Personal information
- Born: Marjona Malikova Abdumajid qizi July 17, 2002 (age 23) Samarkand, Uzbekistan

Chess career
- Country: Uzbekistan
- Title: Woman International Master (2023)
- Peak rating: 2091 (October 2024)

Medal record
Representing Uzbekistan
| Silver medal – second place | 2019 Tashkent | Individual |
| Bronze medal – third place | 2019 Samarkand | Individual |
| Bronze medal – third place | 2022 Issyk-Kul | Individual |

= Marjona Malikova =

Uzbekistani chess player (born 2002)

Marjona Malikova (born July 17, 2002 Samarkand, Uzbekistan) is an Uzbekistani chess player.

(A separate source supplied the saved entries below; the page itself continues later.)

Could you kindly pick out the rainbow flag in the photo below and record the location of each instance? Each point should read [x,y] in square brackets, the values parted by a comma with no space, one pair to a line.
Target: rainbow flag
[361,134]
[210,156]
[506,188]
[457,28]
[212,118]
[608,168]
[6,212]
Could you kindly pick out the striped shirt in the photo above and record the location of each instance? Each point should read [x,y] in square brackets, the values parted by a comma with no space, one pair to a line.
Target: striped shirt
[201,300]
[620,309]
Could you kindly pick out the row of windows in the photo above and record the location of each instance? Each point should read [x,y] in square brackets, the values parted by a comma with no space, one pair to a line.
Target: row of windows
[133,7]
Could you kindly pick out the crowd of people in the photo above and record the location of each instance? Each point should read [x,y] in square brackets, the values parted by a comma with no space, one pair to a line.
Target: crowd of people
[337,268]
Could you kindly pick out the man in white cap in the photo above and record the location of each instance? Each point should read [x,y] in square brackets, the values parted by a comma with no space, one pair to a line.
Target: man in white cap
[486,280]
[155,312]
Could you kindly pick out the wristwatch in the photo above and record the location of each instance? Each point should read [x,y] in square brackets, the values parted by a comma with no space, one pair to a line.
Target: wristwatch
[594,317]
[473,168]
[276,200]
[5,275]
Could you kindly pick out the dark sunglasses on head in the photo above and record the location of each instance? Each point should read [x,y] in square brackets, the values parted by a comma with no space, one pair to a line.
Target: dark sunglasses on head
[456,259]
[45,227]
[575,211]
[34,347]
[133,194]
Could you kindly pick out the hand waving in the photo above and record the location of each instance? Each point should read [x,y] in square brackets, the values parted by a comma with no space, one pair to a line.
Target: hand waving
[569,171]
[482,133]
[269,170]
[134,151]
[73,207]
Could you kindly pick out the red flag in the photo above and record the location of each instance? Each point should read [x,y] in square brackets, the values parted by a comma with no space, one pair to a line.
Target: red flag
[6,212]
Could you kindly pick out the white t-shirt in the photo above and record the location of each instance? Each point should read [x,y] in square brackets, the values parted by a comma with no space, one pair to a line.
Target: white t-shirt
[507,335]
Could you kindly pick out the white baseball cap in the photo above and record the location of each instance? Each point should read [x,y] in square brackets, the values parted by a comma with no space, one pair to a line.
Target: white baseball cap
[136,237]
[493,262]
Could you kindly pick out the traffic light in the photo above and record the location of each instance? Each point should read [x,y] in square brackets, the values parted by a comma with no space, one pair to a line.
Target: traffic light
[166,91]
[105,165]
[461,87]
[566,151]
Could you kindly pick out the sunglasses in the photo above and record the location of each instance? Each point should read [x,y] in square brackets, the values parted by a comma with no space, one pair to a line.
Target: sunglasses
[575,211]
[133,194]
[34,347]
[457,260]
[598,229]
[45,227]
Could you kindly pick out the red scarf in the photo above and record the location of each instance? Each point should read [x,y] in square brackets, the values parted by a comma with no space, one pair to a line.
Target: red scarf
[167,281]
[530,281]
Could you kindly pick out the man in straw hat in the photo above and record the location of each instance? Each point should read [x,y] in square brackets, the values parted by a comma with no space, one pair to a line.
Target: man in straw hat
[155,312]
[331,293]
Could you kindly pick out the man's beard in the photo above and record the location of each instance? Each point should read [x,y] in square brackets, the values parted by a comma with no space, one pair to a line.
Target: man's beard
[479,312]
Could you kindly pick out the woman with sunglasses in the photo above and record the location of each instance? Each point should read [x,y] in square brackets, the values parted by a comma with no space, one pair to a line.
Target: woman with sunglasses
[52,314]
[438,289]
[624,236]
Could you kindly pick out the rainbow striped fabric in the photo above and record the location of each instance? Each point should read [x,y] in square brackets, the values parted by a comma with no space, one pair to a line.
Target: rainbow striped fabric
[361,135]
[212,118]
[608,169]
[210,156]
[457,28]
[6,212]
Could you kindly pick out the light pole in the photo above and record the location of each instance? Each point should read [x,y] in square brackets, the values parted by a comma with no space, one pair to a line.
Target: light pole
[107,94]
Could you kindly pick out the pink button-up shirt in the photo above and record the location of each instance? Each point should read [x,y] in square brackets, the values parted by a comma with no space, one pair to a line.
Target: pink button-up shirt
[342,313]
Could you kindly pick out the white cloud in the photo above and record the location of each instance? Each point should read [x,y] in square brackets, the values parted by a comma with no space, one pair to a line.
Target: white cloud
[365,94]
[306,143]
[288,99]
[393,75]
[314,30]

She holds the title of Woman International Master (2023) and is a member of the Uzbekistan national chess team. In 2019, she won the Uzbekistan Chess Championship, and in 2022, she participated in the 44th World Chess Olympiad.

==Biography==
Marjona Malikova was born on July 17, 2002, in the Akdarynsky District of the Samarkand Region. She began playing chess at the age of nine.
Starting in 2017, she began participating in major chess tournaments. In that year, Malikova secured the eleventh position at the Asian Championship in Tashkent. In the same year, she took part in the international chess tournament "Qarshi-Open" in Karshi.

In 2018, Malikova competed in the Western Asian Countries Chess Championship held in Tashkent and secured the fifth position. In the same year, she won the national school chess championship.

In 2019, during the Asian Chess Championship in Tashkent, Malikova won a silver medal. In the same year, she became the champion of Uzbekistan in chess.

In 2020, she won the bronze medal at the Anarkulov Memorial Chess Competition in Samarkand. However, in 2021, she finished in sixth place at the Uzbekistan Women's Chess Championship, and in 2022, she placed fourth in the same championship.

In 2022, the Uzbekistan national chess team, which included Marjona Malikova, participated in the 44th World Chess Olympiad in Chennai, India. In seven games, she won three and drew one. For her participation in the chess Olympiad, President Shavkat Mirziyoyev of Uzbekistan awarded Marjona Malikova the "Kelajak bunyodkori" (Creator of the Future) medal. In the same year, Malikova won the gold medal at the Western Asia Chess Championship 2022 in Issyk-Kul, Korumdu, Kyrgyzstan.

In 2023, she achieved the title of Woman International Master.